Usa. Il Pil sale ma la ripresa è lenta

31-07-2015

 

NEW YORK. L'economia americana accelera nel secondo trimestre dopo un avvio lento. Ma la ripresa dalla Grande Recessione è lenta, la più lenta dalla Seconda Guerra Mondiale: il tasso di crescita medio annuale dal 2012 al 2014 è del 2%, più basso rispetto al +2,3% precedentemente stimato. A pesare il processo di riduzione del debito delle famiglie, che ha frenato i consumi, motore dell'economia americana rappresentando i due terzi del Pil.

Nel periodo aprile-giugno il Pil è salito del 2,3%, sotto le attese degli analisti che scommettevano su +2,5%. Il dato comunque è positivo perché mostra un'accelerazione rispetto al +0,6% dei primo trimestre, rilevazione rivista al rialzo rispetto al -0,2% stimato inizialmente. Un revisione che entra nel mirino della Fed, chiamata a stabilire la tempistica del primo aumento dei tassi di interesse dal 2006: un rialzo è dato per scontato per il 2015 ma non è chiaro se la Fed agirà già a settembre.

A spingere il Pil nel secondo trimestre sono stati i consumi, saliti del 2,9% a fronte del +1,8% dei primi tre mesi dell'anno. Gli americani - afferma la Casa Bianca commentando i dati - stanno spendendo i risparmi realizzati nei primi tre mesi dell'anno grazie ai più bassi prezzi della benzina. ‘'Il presidente - mette in evidenza la Casa Bianca - è impegnato a premere sul Congresso per aumentare gli investimenti nelle infrastrutture, aprire le nostre esportazioni a nuovi mercati con accordi commerciali di alto livello''.

Nel secondo trimestre le esportazioni sono salite del 5,3% dopo il -6% dei primi tre mesi.

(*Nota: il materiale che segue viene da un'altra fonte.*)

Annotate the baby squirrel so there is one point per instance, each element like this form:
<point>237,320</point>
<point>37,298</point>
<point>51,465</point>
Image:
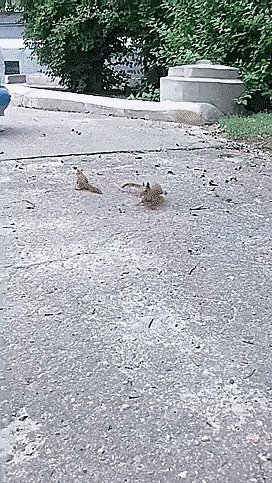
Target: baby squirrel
<point>151,196</point>
<point>82,183</point>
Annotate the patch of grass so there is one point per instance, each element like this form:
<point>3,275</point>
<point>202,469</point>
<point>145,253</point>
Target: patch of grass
<point>254,126</point>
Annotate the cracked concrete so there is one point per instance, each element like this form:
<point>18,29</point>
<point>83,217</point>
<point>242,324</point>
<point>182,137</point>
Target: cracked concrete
<point>137,344</point>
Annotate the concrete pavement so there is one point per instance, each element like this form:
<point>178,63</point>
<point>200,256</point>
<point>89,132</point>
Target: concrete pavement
<point>137,344</point>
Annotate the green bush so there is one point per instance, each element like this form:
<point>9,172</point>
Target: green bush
<point>233,32</point>
<point>76,39</point>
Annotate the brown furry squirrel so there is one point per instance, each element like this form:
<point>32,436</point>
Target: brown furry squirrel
<point>82,183</point>
<point>151,196</point>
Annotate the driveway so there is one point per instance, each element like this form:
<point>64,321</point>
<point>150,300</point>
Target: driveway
<point>136,344</point>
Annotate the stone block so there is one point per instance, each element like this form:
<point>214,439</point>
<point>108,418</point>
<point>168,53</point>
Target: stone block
<point>203,83</point>
<point>15,79</point>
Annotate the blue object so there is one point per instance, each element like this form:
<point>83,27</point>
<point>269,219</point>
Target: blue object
<point>4,99</point>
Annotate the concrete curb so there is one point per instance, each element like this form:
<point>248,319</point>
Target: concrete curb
<point>182,112</point>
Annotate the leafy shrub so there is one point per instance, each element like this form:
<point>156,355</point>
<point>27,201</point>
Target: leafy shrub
<point>76,39</point>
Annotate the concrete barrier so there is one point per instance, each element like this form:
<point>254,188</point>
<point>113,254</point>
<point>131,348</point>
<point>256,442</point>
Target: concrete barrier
<point>203,82</point>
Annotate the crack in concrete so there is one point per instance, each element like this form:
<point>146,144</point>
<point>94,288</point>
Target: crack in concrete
<point>124,151</point>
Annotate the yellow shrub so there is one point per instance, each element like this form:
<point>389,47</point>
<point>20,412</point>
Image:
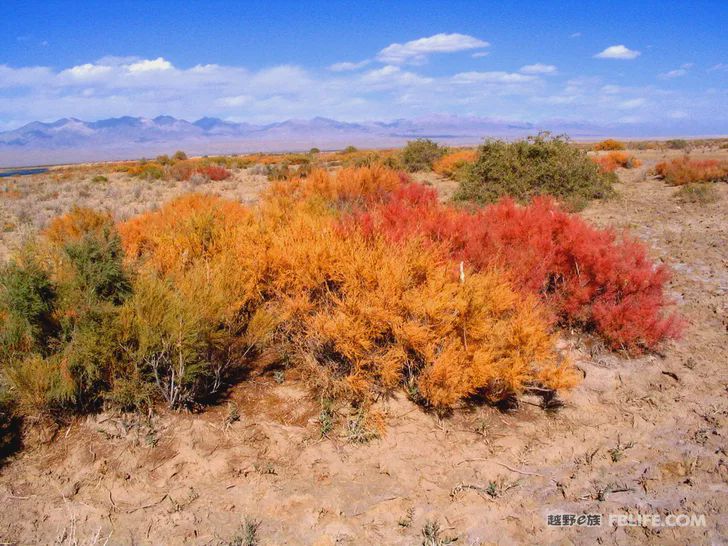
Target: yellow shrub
<point>356,315</point>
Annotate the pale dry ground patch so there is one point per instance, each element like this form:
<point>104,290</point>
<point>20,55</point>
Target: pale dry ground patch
<point>644,435</point>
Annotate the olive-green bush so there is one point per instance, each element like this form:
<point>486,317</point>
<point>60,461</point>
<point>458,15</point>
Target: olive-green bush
<point>539,165</point>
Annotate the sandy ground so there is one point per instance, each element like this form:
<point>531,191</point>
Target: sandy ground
<point>638,436</point>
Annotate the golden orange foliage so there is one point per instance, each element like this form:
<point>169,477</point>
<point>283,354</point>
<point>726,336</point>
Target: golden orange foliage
<point>356,315</point>
<point>448,164</point>
<point>611,161</point>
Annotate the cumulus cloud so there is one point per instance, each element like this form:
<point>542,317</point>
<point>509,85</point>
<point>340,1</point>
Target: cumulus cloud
<point>677,73</point>
<point>492,77</point>
<point>118,86</point>
<point>618,52</point>
<point>348,66</point>
<point>538,68</point>
<point>150,66</point>
<point>416,51</point>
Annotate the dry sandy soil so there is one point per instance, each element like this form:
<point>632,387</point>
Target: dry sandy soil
<point>638,436</point>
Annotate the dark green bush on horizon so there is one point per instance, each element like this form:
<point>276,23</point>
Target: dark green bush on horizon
<point>538,165</point>
<point>420,154</point>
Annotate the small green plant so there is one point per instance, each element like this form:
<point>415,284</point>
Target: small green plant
<point>327,417</point>
<point>406,520</point>
<point>432,535</point>
<point>233,414</point>
<point>358,428</point>
<point>420,154</point>
<point>702,193</point>
<point>247,534</point>
<point>617,452</point>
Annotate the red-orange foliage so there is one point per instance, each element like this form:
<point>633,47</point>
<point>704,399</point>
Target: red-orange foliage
<point>587,276</point>
<point>356,315</point>
<point>684,170</point>
<point>611,161</point>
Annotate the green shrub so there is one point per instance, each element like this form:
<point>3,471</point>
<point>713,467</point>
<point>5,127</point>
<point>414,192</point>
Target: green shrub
<point>59,333</point>
<point>27,302</point>
<point>697,192</point>
<point>420,154</point>
<point>9,423</point>
<point>97,261</point>
<point>534,166</point>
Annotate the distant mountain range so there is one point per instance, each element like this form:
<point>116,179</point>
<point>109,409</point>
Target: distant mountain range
<point>70,140</point>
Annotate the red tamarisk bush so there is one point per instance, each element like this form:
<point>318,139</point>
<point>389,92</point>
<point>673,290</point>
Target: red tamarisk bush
<point>589,277</point>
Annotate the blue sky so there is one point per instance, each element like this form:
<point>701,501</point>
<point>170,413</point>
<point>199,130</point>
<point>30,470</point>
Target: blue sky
<point>659,67</point>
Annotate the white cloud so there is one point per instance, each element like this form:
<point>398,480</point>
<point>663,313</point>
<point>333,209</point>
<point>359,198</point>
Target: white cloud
<point>108,87</point>
<point>348,66</point>
<point>678,114</point>
<point>677,73</point>
<point>30,75</point>
<point>87,71</point>
<point>238,100</point>
<point>416,51</point>
<point>631,103</point>
<point>158,64</point>
<point>492,77</point>
<point>538,68</point>
<point>618,52</point>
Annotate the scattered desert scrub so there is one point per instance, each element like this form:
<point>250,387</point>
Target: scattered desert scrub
<point>609,145</point>
<point>214,172</point>
<point>588,277</point>
<point>697,192</point>
<point>449,164</point>
<point>535,166</point>
<point>684,170</point>
<point>420,154</point>
<point>611,161</point>
<point>175,304</point>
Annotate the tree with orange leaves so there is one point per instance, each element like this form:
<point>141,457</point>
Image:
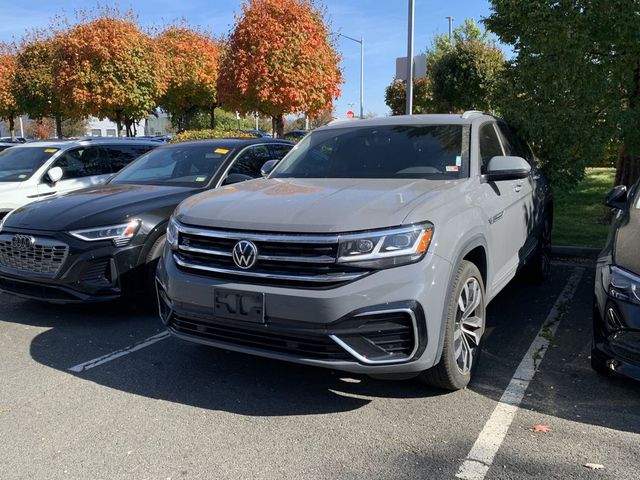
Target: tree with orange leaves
<point>280,59</point>
<point>191,73</point>
<point>110,69</point>
<point>8,106</point>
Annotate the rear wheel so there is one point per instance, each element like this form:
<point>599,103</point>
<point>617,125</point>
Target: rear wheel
<point>465,323</point>
<point>537,269</point>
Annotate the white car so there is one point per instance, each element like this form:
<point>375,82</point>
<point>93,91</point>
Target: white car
<point>36,170</point>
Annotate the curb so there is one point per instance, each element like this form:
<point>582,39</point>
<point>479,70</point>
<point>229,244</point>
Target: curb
<point>572,251</point>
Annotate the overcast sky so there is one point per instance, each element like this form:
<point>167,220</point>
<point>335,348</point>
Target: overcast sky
<point>383,23</point>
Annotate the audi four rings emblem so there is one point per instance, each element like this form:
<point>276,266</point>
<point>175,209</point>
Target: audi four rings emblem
<point>245,254</point>
<point>22,242</point>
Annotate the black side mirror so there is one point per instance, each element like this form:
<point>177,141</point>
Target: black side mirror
<point>617,197</point>
<point>502,168</point>
<point>236,178</point>
<point>268,166</point>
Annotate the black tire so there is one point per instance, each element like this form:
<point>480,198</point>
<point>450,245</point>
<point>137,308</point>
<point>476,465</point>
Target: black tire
<point>538,266</point>
<point>447,374</point>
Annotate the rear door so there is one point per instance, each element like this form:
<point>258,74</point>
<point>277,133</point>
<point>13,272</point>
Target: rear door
<point>525,226</point>
<point>501,210</point>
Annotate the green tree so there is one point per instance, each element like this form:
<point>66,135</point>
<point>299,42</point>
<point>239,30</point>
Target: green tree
<point>461,74</point>
<point>573,87</point>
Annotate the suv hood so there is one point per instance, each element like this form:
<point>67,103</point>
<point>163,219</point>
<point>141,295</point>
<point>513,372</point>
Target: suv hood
<point>95,206</point>
<point>310,205</point>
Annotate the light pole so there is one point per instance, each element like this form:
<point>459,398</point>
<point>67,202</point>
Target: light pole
<point>361,42</point>
<point>412,11</point>
<point>451,19</point>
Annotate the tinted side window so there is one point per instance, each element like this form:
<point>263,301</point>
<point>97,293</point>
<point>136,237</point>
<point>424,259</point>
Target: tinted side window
<point>513,144</point>
<point>489,144</point>
<point>251,160</point>
<point>279,150</point>
<point>80,162</point>
<point>119,156</point>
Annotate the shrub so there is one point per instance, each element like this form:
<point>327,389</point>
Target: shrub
<point>189,135</point>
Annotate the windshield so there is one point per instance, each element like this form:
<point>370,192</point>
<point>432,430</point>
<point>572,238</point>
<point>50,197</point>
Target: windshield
<point>177,165</point>
<point>395,151</point>
<point>19,164</point>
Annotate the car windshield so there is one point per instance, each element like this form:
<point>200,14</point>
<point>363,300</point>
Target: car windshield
<point>177,165</point>
<point>395,151</point>
<point>20,163</point>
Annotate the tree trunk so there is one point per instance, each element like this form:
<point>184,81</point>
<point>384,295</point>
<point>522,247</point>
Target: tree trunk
<point>12,128</point>
<point>628,168</point>
<point>59,126</point>
<point>277,122</point>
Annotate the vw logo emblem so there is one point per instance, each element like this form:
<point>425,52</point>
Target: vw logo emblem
<point>22,242</point>
<point>245,254</point>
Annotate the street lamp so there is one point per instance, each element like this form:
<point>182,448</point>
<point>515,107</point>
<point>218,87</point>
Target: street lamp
<point>361,42</point>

Le importazioni sono cresciute del 3,5% contro il +7,1% dei primi tre mesi. Le spese del governo sono salite dello 0,8% a fronte del -0,1% del primo trimestre, grazie alle spese statali e municipali.

Gli analisti ritengono il dato sul Pil non soddisfacente, ma osservano come sembra giustificare un aumento dei tassi da parte della Fed, perché si tratta di una crescita legata ai consumatori americani.

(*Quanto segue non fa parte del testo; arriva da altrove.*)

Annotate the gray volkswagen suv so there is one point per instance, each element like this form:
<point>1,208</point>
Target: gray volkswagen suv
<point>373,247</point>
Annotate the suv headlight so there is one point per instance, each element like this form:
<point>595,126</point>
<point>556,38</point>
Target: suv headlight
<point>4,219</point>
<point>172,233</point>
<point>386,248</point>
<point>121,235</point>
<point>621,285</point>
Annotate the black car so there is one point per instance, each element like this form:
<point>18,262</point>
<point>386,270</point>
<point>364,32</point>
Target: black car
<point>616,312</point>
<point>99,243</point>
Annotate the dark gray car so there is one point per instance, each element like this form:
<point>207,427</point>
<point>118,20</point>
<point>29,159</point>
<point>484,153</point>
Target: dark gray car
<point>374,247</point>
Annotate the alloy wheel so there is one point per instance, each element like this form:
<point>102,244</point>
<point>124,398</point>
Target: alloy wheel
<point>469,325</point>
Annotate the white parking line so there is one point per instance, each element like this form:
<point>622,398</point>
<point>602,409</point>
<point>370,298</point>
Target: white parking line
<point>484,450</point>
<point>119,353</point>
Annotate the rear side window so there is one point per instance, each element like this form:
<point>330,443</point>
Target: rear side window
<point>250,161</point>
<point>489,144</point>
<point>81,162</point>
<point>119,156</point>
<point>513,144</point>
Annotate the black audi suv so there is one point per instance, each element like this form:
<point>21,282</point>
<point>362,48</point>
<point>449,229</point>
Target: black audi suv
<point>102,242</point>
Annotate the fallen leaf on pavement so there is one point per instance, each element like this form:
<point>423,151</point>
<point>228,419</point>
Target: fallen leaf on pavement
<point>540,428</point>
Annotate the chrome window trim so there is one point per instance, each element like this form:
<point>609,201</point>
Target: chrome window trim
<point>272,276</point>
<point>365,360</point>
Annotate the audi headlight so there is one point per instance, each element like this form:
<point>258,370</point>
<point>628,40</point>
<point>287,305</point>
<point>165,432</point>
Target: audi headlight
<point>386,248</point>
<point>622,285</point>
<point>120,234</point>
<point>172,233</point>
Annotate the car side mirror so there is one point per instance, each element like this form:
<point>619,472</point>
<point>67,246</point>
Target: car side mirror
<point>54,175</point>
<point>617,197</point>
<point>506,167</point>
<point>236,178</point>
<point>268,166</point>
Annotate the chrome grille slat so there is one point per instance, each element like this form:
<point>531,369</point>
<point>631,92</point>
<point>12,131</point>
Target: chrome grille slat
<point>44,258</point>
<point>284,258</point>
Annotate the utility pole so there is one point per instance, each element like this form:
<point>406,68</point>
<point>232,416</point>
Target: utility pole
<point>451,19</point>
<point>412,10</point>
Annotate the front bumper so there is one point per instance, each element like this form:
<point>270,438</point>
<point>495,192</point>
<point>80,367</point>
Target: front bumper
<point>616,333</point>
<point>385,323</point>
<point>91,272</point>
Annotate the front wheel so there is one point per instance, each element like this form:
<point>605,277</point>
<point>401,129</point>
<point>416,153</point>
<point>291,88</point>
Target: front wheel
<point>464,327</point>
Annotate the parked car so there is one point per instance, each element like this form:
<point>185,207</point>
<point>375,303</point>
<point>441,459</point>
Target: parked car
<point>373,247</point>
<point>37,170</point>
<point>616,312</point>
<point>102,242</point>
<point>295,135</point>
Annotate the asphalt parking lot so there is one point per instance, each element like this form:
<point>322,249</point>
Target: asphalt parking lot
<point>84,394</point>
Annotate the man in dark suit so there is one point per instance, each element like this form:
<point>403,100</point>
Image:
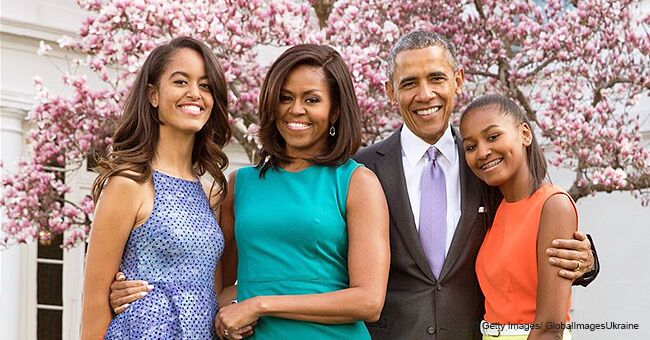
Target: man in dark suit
<point>423,302</point>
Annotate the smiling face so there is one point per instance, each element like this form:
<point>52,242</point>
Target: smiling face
<point>303,113</point>
<point>424,85</point>
<point>183,95</point>
<point>495,148</point>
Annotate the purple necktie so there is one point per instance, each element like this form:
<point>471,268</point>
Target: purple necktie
<point>433,213</point>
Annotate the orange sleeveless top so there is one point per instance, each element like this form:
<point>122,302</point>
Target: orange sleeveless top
<point>506,265</point>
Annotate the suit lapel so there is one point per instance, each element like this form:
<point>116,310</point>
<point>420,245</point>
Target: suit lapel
<point>470,200</point>
<point>391,174</point>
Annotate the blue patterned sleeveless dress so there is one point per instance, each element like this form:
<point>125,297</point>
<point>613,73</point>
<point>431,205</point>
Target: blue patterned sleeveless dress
<point>176,250</point>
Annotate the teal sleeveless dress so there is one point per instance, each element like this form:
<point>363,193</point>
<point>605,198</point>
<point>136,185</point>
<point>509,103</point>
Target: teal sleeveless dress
<point>291,234</point>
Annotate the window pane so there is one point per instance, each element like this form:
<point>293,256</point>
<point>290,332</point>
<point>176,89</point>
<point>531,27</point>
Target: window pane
<point>49,324</point>
<point>53,251</point>
<point>49,284</point>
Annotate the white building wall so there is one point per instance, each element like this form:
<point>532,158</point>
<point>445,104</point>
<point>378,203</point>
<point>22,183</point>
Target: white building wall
<point>617,221</point>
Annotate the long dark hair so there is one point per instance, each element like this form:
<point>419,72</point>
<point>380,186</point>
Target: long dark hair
<point>347,139</point>
<point>136,137</point>
<point>534,154</point>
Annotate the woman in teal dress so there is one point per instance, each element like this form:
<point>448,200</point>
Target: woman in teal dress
<point>311,249</point>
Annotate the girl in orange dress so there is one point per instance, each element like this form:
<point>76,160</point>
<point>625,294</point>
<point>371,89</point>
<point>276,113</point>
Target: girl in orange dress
<point>524,296</point>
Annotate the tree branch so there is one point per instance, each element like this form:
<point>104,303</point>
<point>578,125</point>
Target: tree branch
<point>482,73</point>
<point>598,95</point>
<point>576,192</point>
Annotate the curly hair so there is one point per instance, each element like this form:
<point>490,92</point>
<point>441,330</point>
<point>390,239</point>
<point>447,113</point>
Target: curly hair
<point>136,137</point>
<point>347,140</point>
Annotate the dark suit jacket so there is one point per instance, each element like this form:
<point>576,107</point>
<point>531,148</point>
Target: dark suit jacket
<point>417,305</point>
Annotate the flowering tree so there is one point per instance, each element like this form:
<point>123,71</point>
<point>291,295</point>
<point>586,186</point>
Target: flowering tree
<point>576,67</point>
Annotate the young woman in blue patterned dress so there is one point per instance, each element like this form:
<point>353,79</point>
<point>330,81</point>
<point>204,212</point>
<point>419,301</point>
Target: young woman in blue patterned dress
<point>154,218</point>
<point>310,224</point>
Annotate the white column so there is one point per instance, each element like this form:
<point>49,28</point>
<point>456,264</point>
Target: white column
<point>12,293</point>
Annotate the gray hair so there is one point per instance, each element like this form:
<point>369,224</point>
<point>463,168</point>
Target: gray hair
<point>417,40</point>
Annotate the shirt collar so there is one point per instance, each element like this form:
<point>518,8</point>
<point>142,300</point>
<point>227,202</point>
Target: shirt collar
<point>414,148</point>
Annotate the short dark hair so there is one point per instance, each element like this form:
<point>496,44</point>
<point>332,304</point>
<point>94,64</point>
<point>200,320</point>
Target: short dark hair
<point>340,147</point>
<point>416,40</point>
<point>534,154</point>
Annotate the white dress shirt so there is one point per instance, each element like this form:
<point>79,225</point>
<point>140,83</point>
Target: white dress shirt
<point>414,160</point>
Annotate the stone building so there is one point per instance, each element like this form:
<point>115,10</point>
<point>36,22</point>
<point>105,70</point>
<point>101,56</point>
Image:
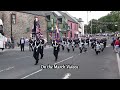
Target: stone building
<point>22,23</point>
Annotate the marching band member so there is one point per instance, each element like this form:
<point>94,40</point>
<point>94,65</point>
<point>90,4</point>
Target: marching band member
<point>42,43</point>
<point>73,45</point>
<point>68,45</point>
<point>36,50</point>
<point>81,46</point>
<point>55,49</point>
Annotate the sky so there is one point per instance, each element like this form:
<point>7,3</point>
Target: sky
<point>91,15</point>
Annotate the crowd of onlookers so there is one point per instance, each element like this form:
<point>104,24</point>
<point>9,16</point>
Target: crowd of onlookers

‘'I consumi e l'immobiliare hanno spinto il Pil. La crescita è abbastanza forte per suggerire che i tassi dovrebbero essere superiori allo zero'' affermano gli analisti, secondo i quali il ‘'miglioramento del mercato del lavoro, insieme alle spese delle famiglie grazie alla bassa inflazione e ai bassi prezzi del petrolio, è centrale per l'economia per sostenere una crescita forte. Il nuovo dato, soprattutto la revisione del primo trimestre, rimuove i dubbi sulla salute dell'economia''.